Re: Don't Fix It if it is Not Broken (was Looking at Macs...)



In article <BF3669AF.34973%OhNoSPAM@xxxxxxxxxxx>, MR_ED_of_Course
<OhNoSPAM@xxxxxxxxxxx> wrote:

> The dispute is how often radiation causes errors for consumers, and then
> from that what action consumers should need to take.
>
> Where most of us are disagreeing with you Mark is that we see far less:
> Radiation -> RAM -> common every day file corruption
>
> Than we do:
> Causes X,Y,Z -> rare file corruption
>
> Where causes are most likely something like:
> X = drive failure
> Y = software error
> Z= user error


Okay, I can live with that line of thinking.

How many of us have been dead certain that we knew the exact cause for
a particular file being corrupted, only to find out later that we were
wrong, that it was some other totally unrelated "thing" that caused the
corruption.



> TechTool still does a memory check by writing the following patterns
> throughout the memory matrix and then reading and verifying each
> pattern:
> 10101010
> 01010101
> 11110000
> 00001111
> 11111111

Yep, MMMT (Mickey Mouse Memory Tests) Not much better than to POST
tests that OS X does at cold startup.



> I don't recall the memory test in previous versions of TechTool doing
> anything more substantial...other than having a very sexy voice.
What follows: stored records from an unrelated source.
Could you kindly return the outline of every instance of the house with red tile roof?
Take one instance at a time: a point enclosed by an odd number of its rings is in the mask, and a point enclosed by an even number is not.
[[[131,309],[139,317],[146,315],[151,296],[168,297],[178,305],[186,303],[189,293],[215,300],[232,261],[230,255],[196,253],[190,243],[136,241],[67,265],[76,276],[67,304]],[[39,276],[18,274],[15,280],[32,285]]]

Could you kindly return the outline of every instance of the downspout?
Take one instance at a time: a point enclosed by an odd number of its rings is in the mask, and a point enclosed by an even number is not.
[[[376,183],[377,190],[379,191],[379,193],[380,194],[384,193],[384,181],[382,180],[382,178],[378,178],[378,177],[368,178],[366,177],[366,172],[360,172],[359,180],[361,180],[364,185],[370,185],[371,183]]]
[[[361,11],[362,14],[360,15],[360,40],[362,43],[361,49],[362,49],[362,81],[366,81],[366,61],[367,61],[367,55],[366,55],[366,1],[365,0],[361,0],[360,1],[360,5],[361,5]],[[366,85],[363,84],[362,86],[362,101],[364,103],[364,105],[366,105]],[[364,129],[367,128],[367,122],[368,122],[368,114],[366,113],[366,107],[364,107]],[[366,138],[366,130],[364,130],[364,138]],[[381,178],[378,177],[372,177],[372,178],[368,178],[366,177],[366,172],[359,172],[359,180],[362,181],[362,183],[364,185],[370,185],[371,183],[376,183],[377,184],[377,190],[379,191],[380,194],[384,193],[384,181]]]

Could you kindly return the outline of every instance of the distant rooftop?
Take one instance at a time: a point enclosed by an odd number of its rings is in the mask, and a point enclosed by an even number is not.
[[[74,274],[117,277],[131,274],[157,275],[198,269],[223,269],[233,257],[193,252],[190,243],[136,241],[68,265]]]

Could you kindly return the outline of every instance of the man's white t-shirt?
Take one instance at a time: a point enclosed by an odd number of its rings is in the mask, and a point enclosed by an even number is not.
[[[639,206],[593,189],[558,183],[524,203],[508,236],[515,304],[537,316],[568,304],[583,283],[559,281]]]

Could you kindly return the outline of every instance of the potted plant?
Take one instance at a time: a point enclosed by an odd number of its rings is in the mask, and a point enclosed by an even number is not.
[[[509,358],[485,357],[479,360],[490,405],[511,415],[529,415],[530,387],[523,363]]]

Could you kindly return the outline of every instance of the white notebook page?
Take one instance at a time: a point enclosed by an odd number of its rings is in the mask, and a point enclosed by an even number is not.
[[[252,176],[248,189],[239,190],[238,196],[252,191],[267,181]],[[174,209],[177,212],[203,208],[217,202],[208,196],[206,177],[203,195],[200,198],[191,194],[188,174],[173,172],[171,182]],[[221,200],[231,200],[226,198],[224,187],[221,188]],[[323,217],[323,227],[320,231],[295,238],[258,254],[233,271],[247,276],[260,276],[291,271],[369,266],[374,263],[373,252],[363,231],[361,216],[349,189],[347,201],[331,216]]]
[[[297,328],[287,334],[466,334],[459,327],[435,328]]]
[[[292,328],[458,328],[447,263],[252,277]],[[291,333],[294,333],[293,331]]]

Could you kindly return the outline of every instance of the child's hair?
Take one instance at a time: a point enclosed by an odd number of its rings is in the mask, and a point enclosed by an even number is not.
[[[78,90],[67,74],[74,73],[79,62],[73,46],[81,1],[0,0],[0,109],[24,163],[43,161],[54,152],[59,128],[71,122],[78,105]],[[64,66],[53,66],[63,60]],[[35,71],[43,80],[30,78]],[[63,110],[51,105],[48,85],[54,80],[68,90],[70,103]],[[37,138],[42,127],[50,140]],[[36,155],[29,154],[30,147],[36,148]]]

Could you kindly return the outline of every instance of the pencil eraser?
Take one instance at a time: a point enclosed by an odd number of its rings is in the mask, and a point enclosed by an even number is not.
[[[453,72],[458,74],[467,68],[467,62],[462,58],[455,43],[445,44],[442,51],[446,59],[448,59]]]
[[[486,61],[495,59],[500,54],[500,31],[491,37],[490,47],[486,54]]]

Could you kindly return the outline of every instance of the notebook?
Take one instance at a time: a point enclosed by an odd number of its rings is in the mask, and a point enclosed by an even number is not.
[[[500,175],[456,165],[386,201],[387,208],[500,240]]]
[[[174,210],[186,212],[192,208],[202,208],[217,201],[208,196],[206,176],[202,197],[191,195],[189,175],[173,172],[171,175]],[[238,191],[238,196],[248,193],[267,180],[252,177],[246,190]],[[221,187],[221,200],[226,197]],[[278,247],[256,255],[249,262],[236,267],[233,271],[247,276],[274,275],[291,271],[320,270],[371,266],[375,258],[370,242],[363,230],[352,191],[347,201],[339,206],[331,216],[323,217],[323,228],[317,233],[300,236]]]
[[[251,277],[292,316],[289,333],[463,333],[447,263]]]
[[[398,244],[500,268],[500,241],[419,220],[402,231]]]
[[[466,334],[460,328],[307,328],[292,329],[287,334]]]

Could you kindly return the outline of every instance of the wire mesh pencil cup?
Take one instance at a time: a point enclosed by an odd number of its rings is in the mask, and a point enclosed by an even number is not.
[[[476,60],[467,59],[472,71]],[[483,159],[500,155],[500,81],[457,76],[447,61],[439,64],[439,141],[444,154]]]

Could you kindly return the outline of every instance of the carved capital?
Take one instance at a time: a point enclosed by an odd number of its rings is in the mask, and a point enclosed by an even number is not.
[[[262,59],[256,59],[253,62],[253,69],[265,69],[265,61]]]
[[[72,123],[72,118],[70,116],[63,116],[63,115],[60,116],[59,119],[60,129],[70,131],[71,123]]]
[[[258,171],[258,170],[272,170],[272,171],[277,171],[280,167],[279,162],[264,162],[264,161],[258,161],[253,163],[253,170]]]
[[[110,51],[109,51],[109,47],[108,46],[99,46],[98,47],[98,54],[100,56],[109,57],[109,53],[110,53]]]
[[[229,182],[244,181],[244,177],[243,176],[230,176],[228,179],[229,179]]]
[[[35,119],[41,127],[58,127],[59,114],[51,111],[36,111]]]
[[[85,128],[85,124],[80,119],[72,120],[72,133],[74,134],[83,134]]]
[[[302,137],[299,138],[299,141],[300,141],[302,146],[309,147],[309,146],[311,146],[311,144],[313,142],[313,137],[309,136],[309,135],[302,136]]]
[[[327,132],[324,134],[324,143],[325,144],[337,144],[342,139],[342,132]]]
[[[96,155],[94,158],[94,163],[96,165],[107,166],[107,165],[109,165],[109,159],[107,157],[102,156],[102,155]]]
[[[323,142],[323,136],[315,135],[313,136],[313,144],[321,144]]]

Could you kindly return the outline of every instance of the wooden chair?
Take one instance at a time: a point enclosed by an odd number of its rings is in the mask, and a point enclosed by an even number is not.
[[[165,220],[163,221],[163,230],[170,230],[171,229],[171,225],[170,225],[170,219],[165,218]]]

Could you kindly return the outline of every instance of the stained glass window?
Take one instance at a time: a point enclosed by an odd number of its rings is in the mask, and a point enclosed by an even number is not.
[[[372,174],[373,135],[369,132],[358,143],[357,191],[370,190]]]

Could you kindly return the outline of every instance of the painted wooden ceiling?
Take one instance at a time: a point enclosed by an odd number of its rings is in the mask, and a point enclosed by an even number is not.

Believe me, they are *much* more comprehensive in the older version,
doing much more than the utility "memtest" for example. The old
version can even do the "Major March" RAM test, which is ordinarily
only done on the RAM of super-computers. If done on a Mac Lombard
powerbook, the estimated time to complete Major March is 662 days, or
about 2 years.

I normally only do the hour long tests, like "Rotational", "Web",
"Leap", "Arpeggio", which take four hours total.



> Though again, none of this should be considered "maintenance".

It's maintenance in the same sense that it prevents additional file
damage from occuring, which would otherwise happen if you developed bad
RAM suddenly, and did not test RAM.




> I think you're confusing neutron bombs with EMP devices.

Probably - - - I did not read enough of that dry scientific article
from that website to see whether the guy tied in the neutron
bombardment to computer failure.

For certain, massive neutron particle bombardment would not do a
computer's RAM any good.

A lot depends on the speed of those neutrons.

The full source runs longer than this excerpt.